For Robert, this unprecedented liberation brings him one step closer to artistic authenticity, and potentially to releasing his dream of becoming a professional cartoonist – something his late teacher Mr Katano (Stephen Adly Guirgis) whole-
heartedly encourages. He works part-time at a local comic store, noodles around with his fellow cartoon enthusiast Miles (Miles Emanuel) and eventually crosses paths with belligerent fifty-something Wallace (Matthew Maher), who is less than enthusiastic about the prospect of having a teenage tagalong.
This might appear to be the set-up for a charming intergenerational buddy comedy, but Owen Kline’s debut feature gleefully wrongfoots viewers in its exploration of artistic impulses and the relationship between craft and creativity. As Robert rejects his pampered upbringing in favour of a grotty apartment in Trenton (which earned the dubious honour of ‘Worst capital city to live in’ in 2018), he seeks artistic inspiration from the oddballs he encounters both in his new home and at new job inputting data for a local public defender.
The cartoons Robert creates about these people imply a sort of naive voyeurism, which may not be mean-spirited, but does seem to indicate a feeling of superiority, even as he professes to idolise Wallace once he realises the man used to work as a colour separator for sizeable indie publisher Image Comics.
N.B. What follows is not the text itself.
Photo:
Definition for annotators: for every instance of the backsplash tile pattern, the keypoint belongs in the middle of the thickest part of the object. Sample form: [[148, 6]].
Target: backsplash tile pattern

It’s darkly amusing, then, that Wallace only sees Robert as a thorn in his side (albeit an occasionally useful one), rather than being flattered by his interest, negating hope that Funny Pages has any interest in a redemption arc.
In its third act the film falters a little, tailing off rather than coming to a conclusion – this could be a result of first feature teething problems, as at a svelte 85 minutes Funny Pages verges on feeling unfinished. Nevertheless, Zolghadri is a compelling lead, striving for maturity and authenticity when the safety and comfort of his parents’ house is but a short drive away.
Surrounded by a cast of offbeat character actors (Safdie brothers fans will recognise some returning faces) who inhabit their roles with a laudable gusto, Zolghadri is the lone beacon of calm amid a fraught tableau. The film’s grainy, handheld style might be a signature of the East Coast lo-fi scene which has emerged with the likes of the Safdies and Alex Ross Perry, but feels appropriate in a film about aesthetic scumminess and the grand cultural tradition of rich kids selling themselves as starving artists, something Kline (son of Phoebe Cates and Kevin Kline) probably has a few thoughts about.
Published 15 Sep 2022
A debut from a Safdie acolyte? Yes please!
This Kline kid is going places...
A delightfully grubby and shifty coming-of-ager.